John Ritchie

Personal information
- Full name: John Ritchie
- Date of birth: 28 February 1951 (age 74)
- Place of birth: Paddington, England
- Position(s): Forward

Senior career*
- Years: Team / Apps / (Gls)
- Wealdstone
- 1971–1972: Slough Town / 16 / (9)
- 1972–1974: Arsenal / 0 / (0)
- 1974: Hereford United / 22 / (4)
- 1974–1975: Enfield
- 1975–1977: Staines Town
- 1977: Ilford

International career
- 1972: England amateurs / 2 / (0)

= John Ritchie (footballer, born 1951) =

English footballer (born 1951)

John Ritchie (born 28 February 1951) is an English former professional footballer who played as a forward.

==Club career==
Ritchie began his career at Wealdstone, before signing for Slough Town in 1971. Ritchie scored 20 goals in 32 appearances in all competitions for Slough during the 1971–72 season, before signing for Arsenal alongside teammate Peter Cruse.
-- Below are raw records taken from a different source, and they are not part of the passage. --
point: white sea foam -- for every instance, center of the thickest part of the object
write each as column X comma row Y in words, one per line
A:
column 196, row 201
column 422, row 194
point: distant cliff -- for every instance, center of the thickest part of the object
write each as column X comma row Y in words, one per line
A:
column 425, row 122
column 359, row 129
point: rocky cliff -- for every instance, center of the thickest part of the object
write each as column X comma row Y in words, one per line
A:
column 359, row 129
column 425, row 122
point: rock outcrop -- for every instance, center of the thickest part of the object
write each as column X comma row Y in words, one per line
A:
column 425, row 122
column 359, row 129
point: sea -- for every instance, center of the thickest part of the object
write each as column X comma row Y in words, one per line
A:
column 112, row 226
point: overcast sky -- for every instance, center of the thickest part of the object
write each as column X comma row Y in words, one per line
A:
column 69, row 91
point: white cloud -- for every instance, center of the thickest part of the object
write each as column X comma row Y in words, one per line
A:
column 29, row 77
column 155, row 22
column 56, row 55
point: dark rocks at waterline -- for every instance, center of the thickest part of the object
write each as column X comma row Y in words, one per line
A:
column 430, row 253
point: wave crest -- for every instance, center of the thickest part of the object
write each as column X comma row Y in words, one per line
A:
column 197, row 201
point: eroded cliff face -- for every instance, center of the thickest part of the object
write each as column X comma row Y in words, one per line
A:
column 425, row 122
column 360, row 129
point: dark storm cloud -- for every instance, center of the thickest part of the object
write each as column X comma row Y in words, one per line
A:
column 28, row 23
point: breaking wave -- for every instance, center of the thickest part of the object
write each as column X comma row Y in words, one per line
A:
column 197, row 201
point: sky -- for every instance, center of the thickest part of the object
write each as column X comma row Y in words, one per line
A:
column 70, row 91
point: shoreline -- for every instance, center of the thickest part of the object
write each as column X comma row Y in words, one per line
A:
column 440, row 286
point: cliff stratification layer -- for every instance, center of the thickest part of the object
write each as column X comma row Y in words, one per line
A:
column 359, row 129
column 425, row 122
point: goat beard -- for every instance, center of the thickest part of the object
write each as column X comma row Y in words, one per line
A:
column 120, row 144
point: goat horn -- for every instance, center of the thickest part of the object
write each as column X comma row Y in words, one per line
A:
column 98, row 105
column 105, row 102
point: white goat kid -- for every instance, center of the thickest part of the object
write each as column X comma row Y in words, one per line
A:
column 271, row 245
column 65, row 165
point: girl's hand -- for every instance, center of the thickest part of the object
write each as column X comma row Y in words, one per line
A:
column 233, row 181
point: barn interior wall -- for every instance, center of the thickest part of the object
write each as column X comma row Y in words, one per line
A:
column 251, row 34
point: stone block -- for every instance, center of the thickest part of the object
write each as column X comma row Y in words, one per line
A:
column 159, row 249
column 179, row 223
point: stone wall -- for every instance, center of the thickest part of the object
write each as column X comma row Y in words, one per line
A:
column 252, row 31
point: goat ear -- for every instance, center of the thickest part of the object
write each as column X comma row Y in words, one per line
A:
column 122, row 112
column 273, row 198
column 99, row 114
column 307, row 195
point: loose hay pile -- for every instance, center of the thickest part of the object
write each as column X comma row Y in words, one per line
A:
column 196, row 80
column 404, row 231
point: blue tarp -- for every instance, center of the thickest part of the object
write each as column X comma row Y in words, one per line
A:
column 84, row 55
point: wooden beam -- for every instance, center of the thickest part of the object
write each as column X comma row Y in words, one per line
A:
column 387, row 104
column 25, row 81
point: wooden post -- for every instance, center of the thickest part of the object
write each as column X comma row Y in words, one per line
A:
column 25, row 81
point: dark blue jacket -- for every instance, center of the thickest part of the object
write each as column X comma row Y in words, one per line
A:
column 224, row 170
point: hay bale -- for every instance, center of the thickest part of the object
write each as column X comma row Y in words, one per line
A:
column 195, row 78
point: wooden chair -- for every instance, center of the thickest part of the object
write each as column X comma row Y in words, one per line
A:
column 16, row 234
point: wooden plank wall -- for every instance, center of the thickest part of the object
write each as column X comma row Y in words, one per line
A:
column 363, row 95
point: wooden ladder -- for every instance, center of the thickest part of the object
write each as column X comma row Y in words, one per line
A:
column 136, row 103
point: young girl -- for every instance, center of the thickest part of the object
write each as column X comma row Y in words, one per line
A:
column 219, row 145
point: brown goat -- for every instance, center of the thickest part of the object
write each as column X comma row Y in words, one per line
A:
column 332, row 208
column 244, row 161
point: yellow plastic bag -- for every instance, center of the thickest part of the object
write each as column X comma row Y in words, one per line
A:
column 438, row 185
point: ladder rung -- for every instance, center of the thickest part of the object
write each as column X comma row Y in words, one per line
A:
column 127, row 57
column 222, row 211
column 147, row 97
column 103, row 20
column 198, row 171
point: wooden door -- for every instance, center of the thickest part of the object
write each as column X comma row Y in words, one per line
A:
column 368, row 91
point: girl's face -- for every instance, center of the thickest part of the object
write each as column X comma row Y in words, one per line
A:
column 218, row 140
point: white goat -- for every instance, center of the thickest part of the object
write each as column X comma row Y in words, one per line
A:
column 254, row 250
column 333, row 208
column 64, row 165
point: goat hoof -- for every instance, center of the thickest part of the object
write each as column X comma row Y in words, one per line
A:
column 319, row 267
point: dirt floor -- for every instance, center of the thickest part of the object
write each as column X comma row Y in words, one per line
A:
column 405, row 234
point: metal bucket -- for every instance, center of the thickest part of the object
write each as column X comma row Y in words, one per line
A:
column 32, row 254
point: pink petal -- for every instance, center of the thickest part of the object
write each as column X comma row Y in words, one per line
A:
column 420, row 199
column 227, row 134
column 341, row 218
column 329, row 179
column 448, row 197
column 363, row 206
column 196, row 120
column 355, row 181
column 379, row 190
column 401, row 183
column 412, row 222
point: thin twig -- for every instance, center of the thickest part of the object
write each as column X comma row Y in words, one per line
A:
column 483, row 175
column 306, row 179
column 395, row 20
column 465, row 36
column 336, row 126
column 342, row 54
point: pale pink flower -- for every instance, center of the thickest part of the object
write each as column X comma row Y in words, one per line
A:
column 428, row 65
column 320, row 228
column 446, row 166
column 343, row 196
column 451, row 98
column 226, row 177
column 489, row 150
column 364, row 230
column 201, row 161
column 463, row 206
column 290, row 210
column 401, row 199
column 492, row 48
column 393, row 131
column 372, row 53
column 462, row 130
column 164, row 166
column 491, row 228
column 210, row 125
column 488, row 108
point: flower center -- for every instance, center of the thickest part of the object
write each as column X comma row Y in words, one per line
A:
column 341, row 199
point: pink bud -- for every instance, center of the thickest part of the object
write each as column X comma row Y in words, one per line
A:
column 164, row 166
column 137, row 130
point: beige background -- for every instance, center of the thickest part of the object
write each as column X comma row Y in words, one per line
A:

In March 1974, after failing to break into the first team at Arsenal, Ritchie signed for Hereford United. During his time at Hereford, Ritchie scored four goals in 22 Football League appearances. On 15 November 1974, following being on the transfer list by Hereford, Ritchie dropped back into non-league, signing for Enfield for a fee of £4,000. In 1975, Ritchie signed for Staines Town, following their promotion to the Isthmian League Premier Division. In 1977, Ritchie signed for Ilford, before being released after four games.

==International career==
In February 1972, Ritchie made two appearances for England amateurs.